XPath syntax
An XPath expression reads as a path through the document tree. // means "search anywhere from here," while a single / steps to a direct child. //div selects every div; //div[@class="card"] filters by attribute; //ul/li[1] takes the first li child of a ul (XPath indexes from 1, not 0). Predicates in square brackets are the heart of XPath: [@id="main"], [contains(@class,"btn")], and [text()="Buy now"] all filter the current matches. Axes let you move in any direction - /parent::, /following-sibling::, /ancestor:: - so you can select an element and then climb to its container, which CSS cannot express. Functions like contains(), starts-with(), and normalize-space() handle messy real-world markup.
How scrapers use XPath
In Python, lxml and Scrapy expose .xpath() on a parsed document, returning matching nodes you can read text or attributes from. Selenium and Playwright accept XPath to locate elements for clicking or reading. The classic use case is data that has no clean class to grab - a price that sits in an unlabeled span next to a label, where the only reliable anchor is "the span that follows the element containing the text 'Price'." XPath expresses that directly: //*[text()="Price"]/following-sibling::span. That ability to select relative to text and to walk the tree in any direction is why XPath survives on pages where CSS selectors run out of road.
XPath vs CSS selectors
XPath and CSS selectors target the same elements but trade off differently.
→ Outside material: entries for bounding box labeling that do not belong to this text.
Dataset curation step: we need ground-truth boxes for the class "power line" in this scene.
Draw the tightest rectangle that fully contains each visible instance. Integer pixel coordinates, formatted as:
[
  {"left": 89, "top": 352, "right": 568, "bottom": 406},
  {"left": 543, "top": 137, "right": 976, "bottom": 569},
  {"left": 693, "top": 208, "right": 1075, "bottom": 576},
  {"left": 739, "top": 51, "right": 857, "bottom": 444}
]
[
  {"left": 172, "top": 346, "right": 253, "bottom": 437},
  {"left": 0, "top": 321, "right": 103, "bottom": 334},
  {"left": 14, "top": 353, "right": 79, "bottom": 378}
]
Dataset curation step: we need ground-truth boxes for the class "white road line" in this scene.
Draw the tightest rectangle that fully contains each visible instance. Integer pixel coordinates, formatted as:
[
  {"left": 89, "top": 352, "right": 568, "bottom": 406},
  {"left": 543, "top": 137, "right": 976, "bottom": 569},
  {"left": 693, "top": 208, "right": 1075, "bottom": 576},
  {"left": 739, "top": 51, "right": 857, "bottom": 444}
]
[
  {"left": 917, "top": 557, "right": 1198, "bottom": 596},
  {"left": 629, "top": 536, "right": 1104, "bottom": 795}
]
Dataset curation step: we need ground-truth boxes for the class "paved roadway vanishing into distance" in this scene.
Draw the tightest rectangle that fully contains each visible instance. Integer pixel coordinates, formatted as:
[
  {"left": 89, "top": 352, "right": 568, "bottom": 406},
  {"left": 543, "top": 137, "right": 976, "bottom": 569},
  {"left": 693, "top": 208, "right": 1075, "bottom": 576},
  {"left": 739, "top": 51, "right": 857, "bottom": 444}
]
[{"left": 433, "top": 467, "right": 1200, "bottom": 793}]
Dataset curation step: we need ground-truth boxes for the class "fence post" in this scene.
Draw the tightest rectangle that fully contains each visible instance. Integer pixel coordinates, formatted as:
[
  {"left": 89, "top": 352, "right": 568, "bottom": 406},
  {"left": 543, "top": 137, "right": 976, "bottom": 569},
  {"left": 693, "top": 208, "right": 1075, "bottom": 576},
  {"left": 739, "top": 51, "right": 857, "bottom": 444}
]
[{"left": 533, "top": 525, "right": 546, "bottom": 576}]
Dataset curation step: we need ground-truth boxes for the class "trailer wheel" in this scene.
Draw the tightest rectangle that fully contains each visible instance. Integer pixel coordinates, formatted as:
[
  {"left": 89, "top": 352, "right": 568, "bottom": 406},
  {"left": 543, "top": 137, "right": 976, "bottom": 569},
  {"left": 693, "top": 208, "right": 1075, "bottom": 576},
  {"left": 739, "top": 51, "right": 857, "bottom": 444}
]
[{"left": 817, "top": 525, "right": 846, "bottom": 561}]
CSS is shorter, more readable, and faster to write for the common cases (by class, id, attribute), which is why it is the default. XPath wins when you need to select by visible text, navigate upward to a parent or ancestor, or apply a function - capabilities CSS simply lacks. The cost is verbosity and a steeper learning curve. A pragmatic workflow uses CSS for the 80% of selections that are straightforward and switches to XPath for the awkward 20% where text-matching or tree-walking is the only stable hook. As with CSS, brittle absolute paths (/html/body/div[3]/div[2]) break on any layout change - anchor on attributes or text instead. A managed parsing step can also return structured fields directly, sparing you hand-written selectors for common page types.